| Standort | Modestia, Corenia |
| Wirtsleut | Glennir und Desmondea |
| Quartier | ja |
Einer der Handelsknoten der Modestianer ist die Karawanserei „Zur großen Linde“. Sie liegt im Westen Corenias, im Gebiet der Vormannschaft Walgenhain. Vor dem Kontakt mit den Heligoniern war Walgenhain geprägt vom Handel mit der Stadt Grendelbruch, die als einzige corenische Stadt mit Nicht-Coreniern Handel betrieb. Seit nun aber die Heligonier in Modestia stationiert sind, waren die Gebiete des Westens gewillt, diese Abhängigkeit zu Grendelbruch zu lösen.
Der Handel mit den Coreniern führte zu einem schnellen Wachstum und zu blühenden Geschäften. So wurde aus dem einfachen Handelsposten eine sichere Herberge für Reisende. Die Unterkünfte sind zwar einfach, doch Mensch und Tier können rasten und werden mit dem Nötigsten versorgt.
Geführt wird die Karawanserei von dem zugereisten Heligonier Glennir und seiner Frau Desmondea, eine walgenhainer Corenierin.
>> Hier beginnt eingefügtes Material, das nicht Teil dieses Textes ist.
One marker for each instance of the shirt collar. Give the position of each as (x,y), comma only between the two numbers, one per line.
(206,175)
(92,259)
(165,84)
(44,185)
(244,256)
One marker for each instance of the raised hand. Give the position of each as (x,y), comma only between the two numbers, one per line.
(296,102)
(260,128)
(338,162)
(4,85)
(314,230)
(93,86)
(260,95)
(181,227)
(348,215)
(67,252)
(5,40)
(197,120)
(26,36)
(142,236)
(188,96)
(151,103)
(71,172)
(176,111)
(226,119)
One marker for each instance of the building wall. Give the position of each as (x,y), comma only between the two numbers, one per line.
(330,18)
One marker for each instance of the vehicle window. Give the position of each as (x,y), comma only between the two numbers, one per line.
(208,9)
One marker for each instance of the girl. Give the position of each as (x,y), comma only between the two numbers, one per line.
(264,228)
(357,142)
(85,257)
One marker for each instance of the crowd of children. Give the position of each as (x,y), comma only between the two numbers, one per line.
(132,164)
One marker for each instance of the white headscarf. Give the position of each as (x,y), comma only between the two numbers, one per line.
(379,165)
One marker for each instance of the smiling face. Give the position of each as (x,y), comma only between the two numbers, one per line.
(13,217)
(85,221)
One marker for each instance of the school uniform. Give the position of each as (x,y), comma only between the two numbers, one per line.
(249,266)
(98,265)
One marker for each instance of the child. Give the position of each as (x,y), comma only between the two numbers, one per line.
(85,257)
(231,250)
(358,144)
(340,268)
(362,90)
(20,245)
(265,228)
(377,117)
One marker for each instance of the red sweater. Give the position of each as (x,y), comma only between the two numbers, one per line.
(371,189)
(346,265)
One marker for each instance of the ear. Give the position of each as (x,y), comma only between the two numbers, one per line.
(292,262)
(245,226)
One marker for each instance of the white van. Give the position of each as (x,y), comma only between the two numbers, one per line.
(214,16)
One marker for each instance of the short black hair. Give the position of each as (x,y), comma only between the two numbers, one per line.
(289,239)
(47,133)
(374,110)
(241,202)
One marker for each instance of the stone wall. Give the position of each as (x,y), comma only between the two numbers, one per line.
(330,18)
Ihre Stellung als Prinzipatin ermöglichte es, dass die ehemals einfache Schenke zur einer Tafernwirtschaft mit gewissen Rechten aufgewertet wurde.
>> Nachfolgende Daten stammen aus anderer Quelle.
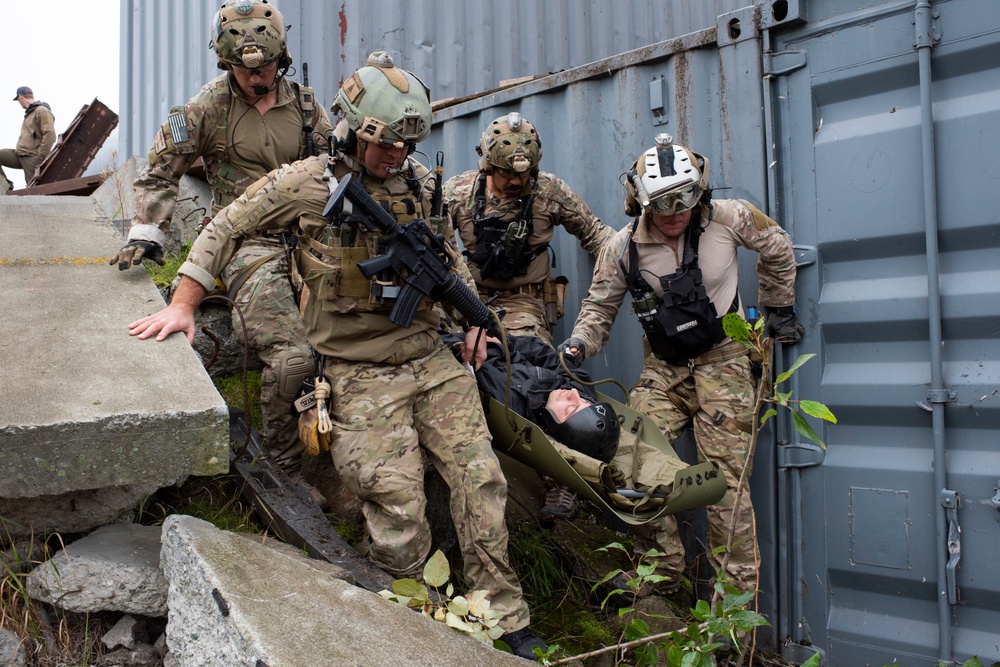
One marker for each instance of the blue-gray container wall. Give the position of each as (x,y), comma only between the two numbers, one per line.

Die günstig gelegene Herberge floriert seitdem als Stützpunkt für Händler und Kaufleute. Selbst Handwerker, Barden und Gelehrte nutzen den sicheren Ort für Verhandlungen und Gespräche.
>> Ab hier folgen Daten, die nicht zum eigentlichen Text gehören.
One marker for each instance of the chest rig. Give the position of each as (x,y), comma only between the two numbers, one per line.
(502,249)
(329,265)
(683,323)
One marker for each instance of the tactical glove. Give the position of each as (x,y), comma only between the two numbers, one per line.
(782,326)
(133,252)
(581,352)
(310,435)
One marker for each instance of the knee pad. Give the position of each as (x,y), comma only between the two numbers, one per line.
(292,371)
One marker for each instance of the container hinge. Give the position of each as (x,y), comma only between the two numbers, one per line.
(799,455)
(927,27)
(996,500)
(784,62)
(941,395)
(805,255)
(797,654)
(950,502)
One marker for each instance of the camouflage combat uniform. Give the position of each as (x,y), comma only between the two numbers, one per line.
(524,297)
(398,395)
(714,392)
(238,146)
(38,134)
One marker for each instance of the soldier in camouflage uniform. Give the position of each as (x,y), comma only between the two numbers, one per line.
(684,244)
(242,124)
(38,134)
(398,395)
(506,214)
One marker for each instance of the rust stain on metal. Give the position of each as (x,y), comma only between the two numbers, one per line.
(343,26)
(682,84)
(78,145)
Wann war es mal so richtig voll?
Vom 31. Tag des 3. Heliosmonds bis zum 2. Tag des 1. Xurlmonds im Jahre 46 n.A.III beherbergte die Taverne einige Gelehrte und Reisende aus den Südlanden, zu denen später Heligonische Gelehrte und Reisende stießen. Die Taverne wurde am Abend des Frohntags von einer Armee unter dem zweigeteilten Banner Arobens und Rabes angegriffen. Die Südländer, welche sich bereits in der Taverne verschanzt hatten, erhielten jedoch Hilfe von Heligoniern, die über ein Portal im Wald die Szenerie erreichten. Wie sich herausstellte, beanspruchte das angreifende Heer das Portal. Gemeinschaftlich konnten Heligonier und Südländer die Gefahr jedoch abwenden.